NEW YORK — The dollar slumped to a record low against the euro on Friday as weak U.S. growth figures reinforced fears of a widening economic disparity between Europe and the United States.
The euro's surge will not be kind to Americans visiting Europe this summer, who will pay more for hotel rooms in Rome, entrance fees at the Louvre and chocolates in Belgium.
The euro hit $1.3682, shooting past its previous high of $1.3667 from December 2004, after the U.S. Commerce Department reported that economic growth slowed to a 1.3 percent annual rate in the first quarter, its weakest performance in four years.
The 13-nation currency then settled back to $1.3655 in late European trading, still up from its $1.3601 level in New York late Thursday.
“After some mixed figures ... the euro has broken through its previous all-time,” noted James Hughes, a market analyst at CMC Markets in London, adding that they saw some buy orders as high as $1.3681.
The euro also hit a record against the Japanese yen after inflation data from Germany, coupled with improved business and consumer sentiment, pushed it to 162.91 yen, up from the previous high of 162.53 yen on Thursday.
A higher euro makes goods from the euro-zone more expensive for customers abroad, or cuts into manufacturers’ profits if they try to keep the U.S. dollar price of products constant.
Along with the rise in the British pound, which broke through $2 earlier this month for the first time in nearly 15 years, the stronger euro makes visits to much of Europe more expensive for travelers from elsewhere and makes shopping trips to the U.S. more appealing to Europeans.
Philadelphia physicians Ritu Pierce, 31, and Donna Roy, 36, had to make adjustments during their trip to Rome.
“It’s definitely different from the past, when you could travel around Europe, especially in countries like Greece, with a small amount of money,” said Pierce.
“We don’t want to shorten our stay, so we are finding low-profile hostels to sleep and grocery stores to get pizza or wine for cheap,” Roy said. “Thank God, Rome has a lot of free beauties to offer, like monuments and beautiful piazzas. You don’t need money to enjoy that.”
Karen Sebastian, an American high school teacher visiting the Brandenburg Gate in Berlin with a group of high school students from Brattleboro, Vermont, was startled by the dollar’s slide.
“I am glad that I changed all my money before I came. It was a great shock when I saw what the exchange rate was,” Sebastian said.
On Friday, the British pound was trading at $2.0022, up from $1.9910 late Thursday. The dollar fell against the yen, dropping to 119.41 yen from 119.63 yen in New York.
The euro had been tantalizing close to a new high for nearly two weeks, climbing to $1.3664 on Wednesday. But expectations for poor U.S. economic results had traders certain that Friday would be the decisive point.

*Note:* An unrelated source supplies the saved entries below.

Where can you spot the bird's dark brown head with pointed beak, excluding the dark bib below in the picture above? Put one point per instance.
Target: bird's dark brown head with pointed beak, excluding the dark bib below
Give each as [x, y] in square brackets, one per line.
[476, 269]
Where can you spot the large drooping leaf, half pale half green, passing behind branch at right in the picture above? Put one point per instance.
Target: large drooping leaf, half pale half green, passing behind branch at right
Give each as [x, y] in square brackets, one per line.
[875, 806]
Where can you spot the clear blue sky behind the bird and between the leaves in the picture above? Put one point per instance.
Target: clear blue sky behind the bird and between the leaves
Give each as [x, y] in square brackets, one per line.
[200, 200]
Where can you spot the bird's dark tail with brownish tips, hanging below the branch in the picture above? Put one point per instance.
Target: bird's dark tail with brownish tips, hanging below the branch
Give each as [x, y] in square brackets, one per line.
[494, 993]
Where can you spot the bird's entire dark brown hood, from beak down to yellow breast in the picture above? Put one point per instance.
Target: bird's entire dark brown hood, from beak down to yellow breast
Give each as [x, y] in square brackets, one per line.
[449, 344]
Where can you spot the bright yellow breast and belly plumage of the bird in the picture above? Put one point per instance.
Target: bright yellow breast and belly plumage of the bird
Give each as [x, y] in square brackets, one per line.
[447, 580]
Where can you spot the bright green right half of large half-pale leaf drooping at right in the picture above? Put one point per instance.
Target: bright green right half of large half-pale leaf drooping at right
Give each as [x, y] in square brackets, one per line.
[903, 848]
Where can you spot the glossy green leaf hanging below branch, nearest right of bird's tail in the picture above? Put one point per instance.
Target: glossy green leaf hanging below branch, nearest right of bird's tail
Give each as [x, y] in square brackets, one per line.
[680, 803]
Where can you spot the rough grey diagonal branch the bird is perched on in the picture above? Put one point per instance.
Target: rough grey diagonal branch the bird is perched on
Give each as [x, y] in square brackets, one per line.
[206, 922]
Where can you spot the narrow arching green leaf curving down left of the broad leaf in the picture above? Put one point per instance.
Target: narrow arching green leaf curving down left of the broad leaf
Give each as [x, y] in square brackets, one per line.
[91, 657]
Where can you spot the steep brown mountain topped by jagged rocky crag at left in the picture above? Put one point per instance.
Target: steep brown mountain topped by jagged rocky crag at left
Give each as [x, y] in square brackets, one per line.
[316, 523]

The reading of U.S. gross domestic product, considered the best barometer of the country’s economic fitness, was the weakest since a 1.2 percent pace registered in the opening quarter of 2003. It underscored just how much momentum the U.S. economy has been losing as it copes with the strain of the troubled housing market.
The dollar’s woes aren’t confined to Europe: It is at a 17-year low against the Australian dollar, hovering near 26-year lows against the British pound and at an all-time low against the Chinese yuan.

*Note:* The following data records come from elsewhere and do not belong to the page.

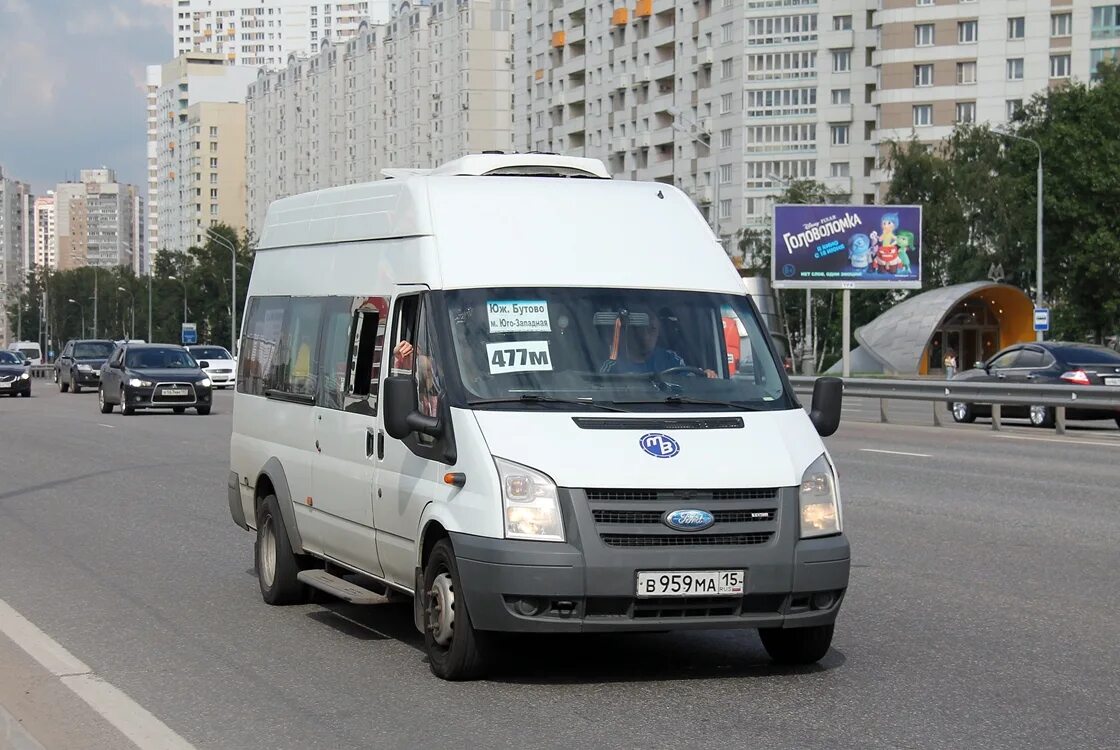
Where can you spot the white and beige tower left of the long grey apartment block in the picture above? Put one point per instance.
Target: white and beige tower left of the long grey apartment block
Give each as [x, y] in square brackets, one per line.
[200, 148]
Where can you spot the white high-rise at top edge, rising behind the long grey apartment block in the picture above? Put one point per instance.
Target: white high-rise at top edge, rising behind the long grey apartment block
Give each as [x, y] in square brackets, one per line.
[266, 32]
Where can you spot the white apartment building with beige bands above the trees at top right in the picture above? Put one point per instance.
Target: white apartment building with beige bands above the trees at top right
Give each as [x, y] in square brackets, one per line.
[947, 63]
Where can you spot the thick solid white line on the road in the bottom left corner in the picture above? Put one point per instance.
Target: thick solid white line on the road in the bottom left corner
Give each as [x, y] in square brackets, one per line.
[133, 720]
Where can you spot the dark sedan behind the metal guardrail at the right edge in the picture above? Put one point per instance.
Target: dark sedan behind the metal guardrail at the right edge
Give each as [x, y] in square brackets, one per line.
[1044, 363]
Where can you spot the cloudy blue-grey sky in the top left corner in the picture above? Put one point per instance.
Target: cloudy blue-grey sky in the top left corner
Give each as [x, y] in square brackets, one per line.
[72, 87]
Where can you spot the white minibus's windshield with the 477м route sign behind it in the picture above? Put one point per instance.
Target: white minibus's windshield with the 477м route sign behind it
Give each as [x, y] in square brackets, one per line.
[634, 350]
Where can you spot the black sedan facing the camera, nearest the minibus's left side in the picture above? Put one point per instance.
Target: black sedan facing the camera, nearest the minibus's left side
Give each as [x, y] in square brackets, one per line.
[154, 377]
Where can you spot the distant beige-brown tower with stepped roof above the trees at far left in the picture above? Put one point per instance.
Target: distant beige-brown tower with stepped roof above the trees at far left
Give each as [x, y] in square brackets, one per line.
[99, 222]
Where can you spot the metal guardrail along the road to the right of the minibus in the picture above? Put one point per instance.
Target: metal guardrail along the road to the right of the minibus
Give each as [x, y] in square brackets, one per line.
[941, 393]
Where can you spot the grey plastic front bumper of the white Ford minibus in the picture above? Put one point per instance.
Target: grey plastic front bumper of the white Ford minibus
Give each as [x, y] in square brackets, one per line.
[585, 586]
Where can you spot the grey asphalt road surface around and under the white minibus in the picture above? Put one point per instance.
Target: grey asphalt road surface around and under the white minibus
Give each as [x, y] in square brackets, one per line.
[982, 613]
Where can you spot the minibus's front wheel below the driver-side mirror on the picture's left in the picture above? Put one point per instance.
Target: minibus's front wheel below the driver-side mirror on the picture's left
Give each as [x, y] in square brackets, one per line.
[455, 650]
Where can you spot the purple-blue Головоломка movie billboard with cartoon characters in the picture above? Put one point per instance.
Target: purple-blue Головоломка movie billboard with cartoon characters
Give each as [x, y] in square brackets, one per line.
[847, 248]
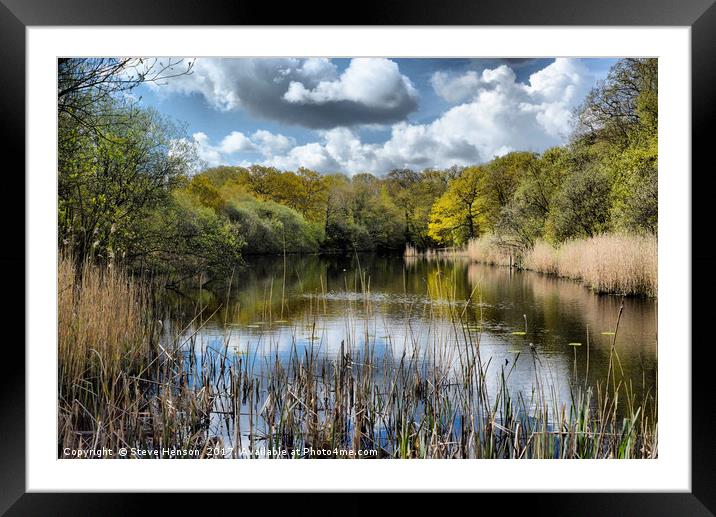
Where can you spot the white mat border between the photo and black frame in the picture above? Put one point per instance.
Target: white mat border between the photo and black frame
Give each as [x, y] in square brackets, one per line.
[671, 471]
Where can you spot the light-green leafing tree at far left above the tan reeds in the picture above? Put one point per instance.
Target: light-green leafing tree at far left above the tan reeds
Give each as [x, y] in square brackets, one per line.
[107, 180]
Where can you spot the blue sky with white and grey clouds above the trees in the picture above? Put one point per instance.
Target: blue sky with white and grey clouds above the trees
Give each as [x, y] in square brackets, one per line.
[374, 114]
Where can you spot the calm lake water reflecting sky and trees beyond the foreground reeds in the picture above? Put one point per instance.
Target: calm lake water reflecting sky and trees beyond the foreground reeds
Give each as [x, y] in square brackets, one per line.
[529, 329]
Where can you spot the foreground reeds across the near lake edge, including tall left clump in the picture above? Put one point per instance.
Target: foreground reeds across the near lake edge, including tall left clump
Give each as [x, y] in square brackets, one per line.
[124, 385]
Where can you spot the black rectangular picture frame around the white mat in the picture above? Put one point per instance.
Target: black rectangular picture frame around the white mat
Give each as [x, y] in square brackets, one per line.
[700, 15]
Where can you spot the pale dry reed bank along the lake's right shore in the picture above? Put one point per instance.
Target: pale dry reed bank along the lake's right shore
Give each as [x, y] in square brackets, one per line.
[612, 263]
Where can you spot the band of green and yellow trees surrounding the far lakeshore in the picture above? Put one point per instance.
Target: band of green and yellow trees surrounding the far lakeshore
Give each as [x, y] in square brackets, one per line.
[132, 190]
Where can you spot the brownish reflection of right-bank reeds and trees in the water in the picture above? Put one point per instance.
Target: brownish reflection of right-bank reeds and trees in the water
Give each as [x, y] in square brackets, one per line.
[558, 313]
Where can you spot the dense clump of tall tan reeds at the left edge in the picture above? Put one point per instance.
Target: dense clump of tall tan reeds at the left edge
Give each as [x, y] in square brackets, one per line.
[106, 337]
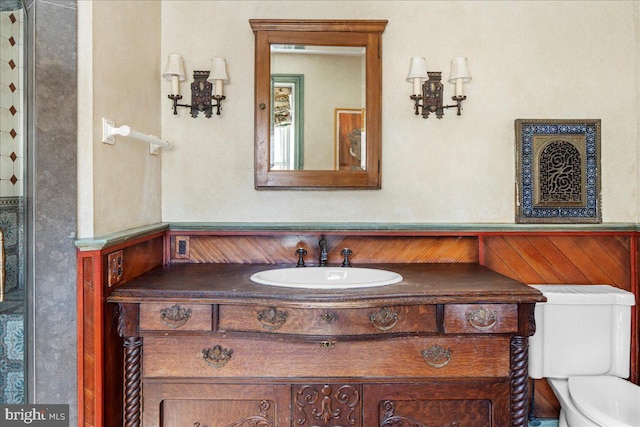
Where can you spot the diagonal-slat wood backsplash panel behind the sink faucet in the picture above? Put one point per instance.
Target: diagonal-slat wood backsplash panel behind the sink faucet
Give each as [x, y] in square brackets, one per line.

How did that come to pass? A combination of factors, said Howard Archer, chief U.K. economist of Global Insight in London.
“The U.S. dollar has been pressurized significantly by softer U.S. growth, concerns over the housing market, and the increased possibility that the Fed will cut interest rates later this year,” he said.

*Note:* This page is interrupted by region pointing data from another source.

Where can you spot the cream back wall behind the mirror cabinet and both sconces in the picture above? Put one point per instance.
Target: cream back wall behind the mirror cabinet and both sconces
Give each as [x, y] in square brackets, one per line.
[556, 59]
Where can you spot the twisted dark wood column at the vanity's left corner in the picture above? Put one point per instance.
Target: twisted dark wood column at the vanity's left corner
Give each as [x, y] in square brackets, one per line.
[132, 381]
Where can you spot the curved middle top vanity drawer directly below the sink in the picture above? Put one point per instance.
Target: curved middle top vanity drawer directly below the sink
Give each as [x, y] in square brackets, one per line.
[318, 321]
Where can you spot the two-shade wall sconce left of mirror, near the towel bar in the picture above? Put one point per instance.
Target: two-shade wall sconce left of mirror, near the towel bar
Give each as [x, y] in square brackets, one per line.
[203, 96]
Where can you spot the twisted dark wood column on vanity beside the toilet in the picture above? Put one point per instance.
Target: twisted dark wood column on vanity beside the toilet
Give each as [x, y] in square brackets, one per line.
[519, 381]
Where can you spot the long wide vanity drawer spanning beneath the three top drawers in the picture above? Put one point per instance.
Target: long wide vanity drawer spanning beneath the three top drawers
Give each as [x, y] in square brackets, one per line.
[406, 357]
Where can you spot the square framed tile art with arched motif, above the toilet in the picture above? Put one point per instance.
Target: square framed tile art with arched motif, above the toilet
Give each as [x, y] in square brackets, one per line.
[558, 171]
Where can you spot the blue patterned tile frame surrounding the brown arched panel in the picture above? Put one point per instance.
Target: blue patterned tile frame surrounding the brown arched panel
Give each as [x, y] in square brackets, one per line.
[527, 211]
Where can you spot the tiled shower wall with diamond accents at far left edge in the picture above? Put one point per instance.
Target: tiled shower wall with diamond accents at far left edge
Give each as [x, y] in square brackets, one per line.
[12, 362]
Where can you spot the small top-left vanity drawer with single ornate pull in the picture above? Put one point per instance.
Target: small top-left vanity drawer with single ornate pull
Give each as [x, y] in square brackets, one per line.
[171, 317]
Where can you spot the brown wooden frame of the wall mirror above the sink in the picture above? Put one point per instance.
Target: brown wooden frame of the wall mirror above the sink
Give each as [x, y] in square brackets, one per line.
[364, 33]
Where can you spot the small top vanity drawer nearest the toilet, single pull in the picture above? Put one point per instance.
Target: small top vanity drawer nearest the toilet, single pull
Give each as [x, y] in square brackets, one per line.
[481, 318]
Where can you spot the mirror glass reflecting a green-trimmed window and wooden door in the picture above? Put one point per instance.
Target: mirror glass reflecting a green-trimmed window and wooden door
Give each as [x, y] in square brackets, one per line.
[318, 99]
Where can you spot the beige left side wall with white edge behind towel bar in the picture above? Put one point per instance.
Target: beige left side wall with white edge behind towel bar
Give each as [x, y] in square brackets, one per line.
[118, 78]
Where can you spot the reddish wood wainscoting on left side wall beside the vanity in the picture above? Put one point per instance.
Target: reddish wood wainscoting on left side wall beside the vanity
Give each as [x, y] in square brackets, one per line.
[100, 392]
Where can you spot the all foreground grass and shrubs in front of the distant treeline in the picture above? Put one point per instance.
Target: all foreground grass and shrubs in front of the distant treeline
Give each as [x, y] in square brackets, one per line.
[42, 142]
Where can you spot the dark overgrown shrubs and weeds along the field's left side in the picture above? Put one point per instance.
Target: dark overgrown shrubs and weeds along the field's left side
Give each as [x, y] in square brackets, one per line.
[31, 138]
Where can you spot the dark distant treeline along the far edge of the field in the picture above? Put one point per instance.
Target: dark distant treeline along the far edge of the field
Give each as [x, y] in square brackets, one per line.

If the Fed starts cutting interest rates from the current level of 5.25 percent while other regions are still raising theirs, capital movement into the U.S. could suffer, Archer said.
“This is potentially worrying for the dollar,” he said.
The euro rose from a low of 82 U.S. cents in October 2000 to the previous high of $1.3667 on concerns over the enormous U.S. trade and budget deficits.
But a string of rate increases by the Federal Reserve had helped cushion the decline of the dollar. Higher interest rates, used to combat inflation, can bolster a currency by making certain types of investments more attractive.
Of late, the Fed has left rates unchanged even as the European Central Bank has steadily increased the cost of borrowing.
The euro began its recent run against the dollar on April 12, after the European Central Bank held its benchmark rate steady at 3.75 percent but set the scene for a raise to 4 percent in June.
An increase would be aimed at countering threats of inflation in the euro zone, a bloc of 317 million people that accounts for more than 15 percent of the world’s GDP.
How high could the euro climb against the dollar? Not very far, most analysts said, noting that a major increase could lead the ECB to stop raising rates or even start cutting them.
Commerzbank economist Michael Schubert said the euro is likely to rise in the coming weeks “owing largely to speculation” but will likely retreat to $1.30 by end of 2008.